Elijah’s circumstances have become too much for him to bear in Chapter 19. Maybe you can relate? Is there a time in your life when the weight of the world was overpowering you? When you felt you could not go on? Maybe you are in one of those times right now. I’ve been there. There are times in our lives when hope seems to fade, the odds are stacked against us and going onward just seems irrelevant.
It is in these times that I find myself being drawn closer to God. It is the lowest of circumstances that force me to turn back to God for protection, guidance, hope ... anything I can grab ahold of in the storm. And often, it is a need for restoration brought on by me allowing life to slowly distance me from God when times are “good.”
Elijah is in that low point.

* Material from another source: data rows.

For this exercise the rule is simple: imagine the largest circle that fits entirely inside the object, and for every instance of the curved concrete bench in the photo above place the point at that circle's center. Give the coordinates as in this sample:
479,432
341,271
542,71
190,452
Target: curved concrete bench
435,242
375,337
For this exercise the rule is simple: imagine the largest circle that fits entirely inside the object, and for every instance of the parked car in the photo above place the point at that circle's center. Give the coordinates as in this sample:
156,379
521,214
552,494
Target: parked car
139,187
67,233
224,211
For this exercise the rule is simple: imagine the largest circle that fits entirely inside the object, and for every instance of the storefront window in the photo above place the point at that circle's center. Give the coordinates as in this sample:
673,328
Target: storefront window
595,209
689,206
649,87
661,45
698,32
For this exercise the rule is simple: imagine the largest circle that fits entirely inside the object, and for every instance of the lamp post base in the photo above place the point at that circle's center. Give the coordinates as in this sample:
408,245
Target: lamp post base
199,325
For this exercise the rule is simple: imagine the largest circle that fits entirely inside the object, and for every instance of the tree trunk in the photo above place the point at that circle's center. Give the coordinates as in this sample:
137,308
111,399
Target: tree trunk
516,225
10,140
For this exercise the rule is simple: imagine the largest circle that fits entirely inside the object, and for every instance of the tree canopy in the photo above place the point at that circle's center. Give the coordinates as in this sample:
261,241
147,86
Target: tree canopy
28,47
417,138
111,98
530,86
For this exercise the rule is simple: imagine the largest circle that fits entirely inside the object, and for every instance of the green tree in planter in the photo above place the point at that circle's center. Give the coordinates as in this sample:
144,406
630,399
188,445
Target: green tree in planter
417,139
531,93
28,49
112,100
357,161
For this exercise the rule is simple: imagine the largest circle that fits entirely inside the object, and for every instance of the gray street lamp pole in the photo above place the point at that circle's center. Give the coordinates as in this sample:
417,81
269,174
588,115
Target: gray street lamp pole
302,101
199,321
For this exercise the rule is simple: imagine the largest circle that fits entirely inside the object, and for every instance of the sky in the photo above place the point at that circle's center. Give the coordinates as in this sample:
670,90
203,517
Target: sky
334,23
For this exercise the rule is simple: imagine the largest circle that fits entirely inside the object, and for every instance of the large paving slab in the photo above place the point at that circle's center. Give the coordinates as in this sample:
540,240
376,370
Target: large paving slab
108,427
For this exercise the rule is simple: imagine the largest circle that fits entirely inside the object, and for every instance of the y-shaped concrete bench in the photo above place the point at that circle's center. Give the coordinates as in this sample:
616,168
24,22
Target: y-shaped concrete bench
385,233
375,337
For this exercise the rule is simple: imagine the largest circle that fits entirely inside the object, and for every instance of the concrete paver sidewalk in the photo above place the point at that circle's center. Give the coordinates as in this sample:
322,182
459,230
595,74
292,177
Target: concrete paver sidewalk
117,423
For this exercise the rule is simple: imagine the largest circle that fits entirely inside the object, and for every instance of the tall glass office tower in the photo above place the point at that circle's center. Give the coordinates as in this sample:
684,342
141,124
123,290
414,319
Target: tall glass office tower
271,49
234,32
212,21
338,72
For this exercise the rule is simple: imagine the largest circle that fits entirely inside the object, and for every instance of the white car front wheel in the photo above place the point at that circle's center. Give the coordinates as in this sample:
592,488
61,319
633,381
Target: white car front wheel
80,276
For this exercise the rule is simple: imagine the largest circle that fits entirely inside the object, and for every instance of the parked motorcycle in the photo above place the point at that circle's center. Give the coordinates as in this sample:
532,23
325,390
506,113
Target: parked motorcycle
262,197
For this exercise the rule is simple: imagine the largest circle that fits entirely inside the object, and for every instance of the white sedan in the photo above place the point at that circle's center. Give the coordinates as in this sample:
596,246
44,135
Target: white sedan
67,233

The circumstances of his life have become too much to bear and, in his desperation, he asks God to take his life, he cannot go on any longer. God instead feeds him and sustains him and sends him on. Forty days later he reaches the mountain of God. It is here that the Lord will give Elijah a revelation.
When the Lord passes by, it tells us in verses 11 and 12 that there was wind that tore the mountains apart, then an earthquake, then even a fire, “but the Lord was not in the wind,” the earthquake or the fire. The Lord comes after these great and powerful events as only a gentle whisper.
We look for God in the powerful but must remember that the same God who brings fire from heaven in Chapter 18 can also come in the least powerful way, as only a whisper. Elijah comes away with a renewed spirit, ready to go on despite his circumstances (the same ones that brought him to requesting death) being unchanged.
What are you doing here? In your current circumstance, how did you get here?
Our all-powerful God can come as a whisper. Are we listening?